JAKARTA,TERMINALNEWS.CO — Pemerintah Provinsi DKI Jakarta akan menyambut pergantian Tahun Baru 2026 dengan konsep berbeda. Tanpa kembang api dan pesta besar, perayaan tahun ini diarahkan pada kesederhanaan dan aksi kemanusiaan sebagai wujud kepedulian terhadap daerah-daerah yang tengah dilanda bencana.
Gubernur DKI Jakarta Pramono Anung menegaskan, kebijakan peniadaan kembang api berlaku untuk seluruh kegiatan resmi dan berizin, baik yang digelar pemerintah maupun pihak swasta. Kebijakan tersebut akan dituangkan dalam surat edaran yang segera diterbitkan.

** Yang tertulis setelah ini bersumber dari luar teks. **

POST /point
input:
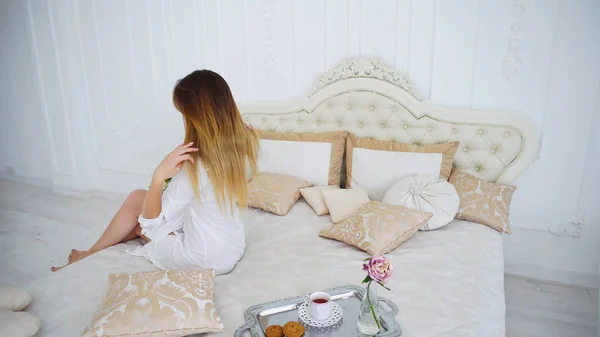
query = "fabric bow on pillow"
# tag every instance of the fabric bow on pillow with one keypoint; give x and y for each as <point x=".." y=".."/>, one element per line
<point x="427" y="194"/>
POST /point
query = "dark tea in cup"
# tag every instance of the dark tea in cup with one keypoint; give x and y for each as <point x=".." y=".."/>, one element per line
<point x="320" y="300"/>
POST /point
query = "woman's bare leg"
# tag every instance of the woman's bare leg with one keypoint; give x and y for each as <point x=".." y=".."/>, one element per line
<point x="121" y="228"/>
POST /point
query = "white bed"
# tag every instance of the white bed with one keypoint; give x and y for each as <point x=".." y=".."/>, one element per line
<point x="449" y="282"/>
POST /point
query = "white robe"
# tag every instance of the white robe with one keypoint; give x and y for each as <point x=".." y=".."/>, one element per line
<point x="204" y="236"/>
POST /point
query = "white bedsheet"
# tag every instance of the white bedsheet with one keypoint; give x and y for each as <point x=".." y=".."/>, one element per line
<point x="448" y="282"/>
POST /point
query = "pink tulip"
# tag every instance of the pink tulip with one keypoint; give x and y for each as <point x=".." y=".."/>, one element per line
<point x="379" y="268"/>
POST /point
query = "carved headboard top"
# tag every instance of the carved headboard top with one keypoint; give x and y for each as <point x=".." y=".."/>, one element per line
<point x="371" y="100"/>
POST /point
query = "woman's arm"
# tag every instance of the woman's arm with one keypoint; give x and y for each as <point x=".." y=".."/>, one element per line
<point x="153" y="202"/>
<point x="168" y="168"/>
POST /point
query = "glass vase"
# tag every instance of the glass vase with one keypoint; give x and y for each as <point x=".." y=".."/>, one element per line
<point x="368" y="317"/>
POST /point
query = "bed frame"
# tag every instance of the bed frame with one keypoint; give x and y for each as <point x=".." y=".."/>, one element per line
<point x="372" y="100"/>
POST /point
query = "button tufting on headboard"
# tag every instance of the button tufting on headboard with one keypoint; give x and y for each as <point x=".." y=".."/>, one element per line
<point x="493" y="145"/>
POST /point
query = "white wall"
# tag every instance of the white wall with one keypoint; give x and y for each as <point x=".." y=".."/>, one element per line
<point x="86" y="104"/>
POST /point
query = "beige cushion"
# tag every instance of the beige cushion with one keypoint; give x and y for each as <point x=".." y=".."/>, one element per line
<point x="18" y="324"/>
<point x="275" y="193"/>
<point x="13" y="298"/>
<point x="378" y="228"/>
<point x="483" y="201"/>
<point x="426" y="194"/>
<point x="448" y="150"/>
<point x="313" y="196"/>
<point x="342" y="203"/>
<point x="314" y="157"/>
<point x="157" y="303"/>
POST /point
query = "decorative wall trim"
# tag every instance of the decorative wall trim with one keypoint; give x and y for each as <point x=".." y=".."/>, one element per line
<point x="63" y="97"/>
<point x="40" y="76"/>
<point x="366" y="68"/>
<point x="550" y="275"/>
<point x="569" y="229"/>
<point x="512" y="63"/>
<point x="269" y="63"/>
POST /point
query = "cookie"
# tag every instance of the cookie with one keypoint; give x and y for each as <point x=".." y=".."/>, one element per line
<point x="293" y="329"/>
<point x="274" y="331"/>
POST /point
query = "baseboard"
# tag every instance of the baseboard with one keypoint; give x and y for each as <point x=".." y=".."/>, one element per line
<point x="26" y="180"/>
<point x="550" y="275"/>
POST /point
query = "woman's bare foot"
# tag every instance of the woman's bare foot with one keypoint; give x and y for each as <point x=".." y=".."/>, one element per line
<point x="75" y="256"/>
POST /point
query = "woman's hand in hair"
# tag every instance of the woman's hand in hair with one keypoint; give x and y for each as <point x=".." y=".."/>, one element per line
<point x="173" y="162"/>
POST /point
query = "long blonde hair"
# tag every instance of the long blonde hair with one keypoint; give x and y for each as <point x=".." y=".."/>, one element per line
<point x="214" y="124"/>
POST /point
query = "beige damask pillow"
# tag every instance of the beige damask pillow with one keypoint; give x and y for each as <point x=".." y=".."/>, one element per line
<point x="483" y="201"/>
<point x="275" y="193"/>
<point x="157" y="303"/>
<point x="378" y="228"/>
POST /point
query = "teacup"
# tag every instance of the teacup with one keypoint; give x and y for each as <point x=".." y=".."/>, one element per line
<point x="319" y="305"/>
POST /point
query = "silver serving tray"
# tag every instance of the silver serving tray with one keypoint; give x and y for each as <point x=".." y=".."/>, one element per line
<point x="259" y="317"/>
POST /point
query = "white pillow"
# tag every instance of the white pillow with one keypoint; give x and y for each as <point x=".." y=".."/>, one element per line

Menurut Pramono, keputusan ini diambil sebagai bentuk empati atas musibah yang terjadi di sejumlah wilayah, khususnya di Sumatra. Meski demikian, Pemprov DKI tidak akan melakukan penertiban atau razia terhadap penggunaan kembang api secara pribadi oleh masyarakat.
Perayaan Tahun Baru tetap dilaksanakan, namun dengan skala yang lebih terbatas. Jumlah titik acara dikurangi menjadi delapan lokasi, dengan Bundaran HI sebagai pusat perayaan utama yang akan dihadiri jajaran pimpinan Pemprov DKI. Monumen Nasional yang sebelumnya menjadi ikon perayaan tidak lagi digunakan sebagai lokasi berkumpul, meski tetap menghadirkan pertunjukan video mapping tanpa kerumunan.
Menariknya, hiburan malam tahun baru akan diisi dengan pertunjukan video mapping berbasis drone tanpa kembang api, mengangkat tema solidaritas dan kepedulian terhadap daerah terdampak bencana. Pemilihan lagu pun diarahkan pada nuansa harapan dan semangat kebersamaan.
Selain hiburan, Pemprov DKI mengintegrasikan penggalangan donasi kemanusiaan melalui kerja sama dengan BAZNAS BAZIS dan Bank Jakarta. Donasi dapat disalurkan melalui QRIS di lokasi acara maupun kanal digital, dengan sistem pemantauan dana secara langsung. Hingga saat ini, dana awal yang terkumpul mencapai Rp500 juta.